Por seu turno, 13 Reasons Why season 1, episódio 12 foi escrito por Elizabeth Benjamin e dirigido por Jessica Yu. Olhando para a temporada inteira, quatro dos 13 episódios foram dirigidos por duas mulheres - Yu e Helen Shaver - enquanto seis episódios foram escritos por quatro mulheres - Benjamin, Diana Son, Julia Bicknell e Hayley Tyler. Não é uma divisão uniforme de homens e mulheres em posições criativas na temporada de calouros do 13 Reasons Why, mas é indiscutivelmente uma programação mais diversa do que muitas das grandes redes e séries de streaming. Embora seja impossível provar que a equipe criativa mais diversificada de gênero levou ao retrato honesto do programa dos ataques sexuais de Bryce a Hannah e Jessica, não poderia ter doído.

É claro que, embora as cenas de agressão sexual se concentrem nos pontos de vista de Hannah e Jessica, 13 Reasons Why retrata cuidadosamente como Bryce e aqueles que são cúmplices em encobrir seus crimes. As razões de Justin pelo qual ele falhou em tirar Bryce de cima de Jessica, e porque ele mais tarde mentiu sobre as ações de Bryce, são claramente expostas e caem em uma área cinzenta entre a dicotomia irreal do bem e do mal. Da mesma forma, Justin Prentice, que interpreta Bryce, disse a Bustle que era importante para a série mostrar múltiplas facetas do personagem para pintar um quadro realista:

"Uma das coisas que eu queria fazer com Bryce era ter certeza de que ele era um ser humano. Eu não queria retratar algo que estivesse desconectado da realidade. Não que seja necessariamente uma qualidade redentora, mas ele cuida de sua amigos. Então, ele é um bom amigo em certos aspectos, o que o torna um pouco mais identificável, o que torna as coisas que ele é capaz de fazer ainda mais grotescas e surpreendentes."

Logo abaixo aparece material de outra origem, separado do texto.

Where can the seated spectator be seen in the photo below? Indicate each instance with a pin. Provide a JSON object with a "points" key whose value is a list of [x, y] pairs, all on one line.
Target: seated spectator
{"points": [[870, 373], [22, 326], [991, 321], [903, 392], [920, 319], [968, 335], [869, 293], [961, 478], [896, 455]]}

Ao contrário de Ramsay Bolton e de muitos outros personagens malignos de TV e filmes cuja depravação é comprovada por meio de cenas de estupro e agressão sexual, Bryce é ainda mais realista (e mais assustador) porque ele começa com 13 razões do porquê como um atleta popular que é amado por muitos. É uma imagem muito mais próxima de nossa própria realidade, que inclui casos altamente divulgados de estupro e agressão sexual como os de Steubenville, jogadores de futebol de Ohio, e do nadador da Universidade de Stanford, Brock Turner.

Todos esses detalhes entrelaçados na narrativa de 13 motivos ajudam a criar um enredo bem desenvolvido sobre as ações de Bryce que se concentra não nele, mas em suas vítimas. Conforme explicado por Hannah em suas próprias palavras, o estupro de Bryce impactou negativamente sua saúde mental e contribuiu para seus pensamentos suicidas. Jessica também é retratada processando o que aconteceu com ela, tomando decisões para seguir em frente - com indícios de que ela pode apresentar queixa contra Bryce. A narrativa desta série é uma história importante a ser contada, uma que ainda não foi contada antes na TV e no cinema - pelo menos, não exatamente da mesma maneira. Jessica Jones, da Netflix, e Sweet / Vicious, da MTV, receberam elogios por representações atenciosas de estupro e agressão sexual, bem como seus efeitos sobre as vítimas,e 13 razões porque é mais um passo na direção certa para o retrato desses assuntos na TV.

13 razões pelas quais a primeira temporada está disponível na íntegra no Netflix.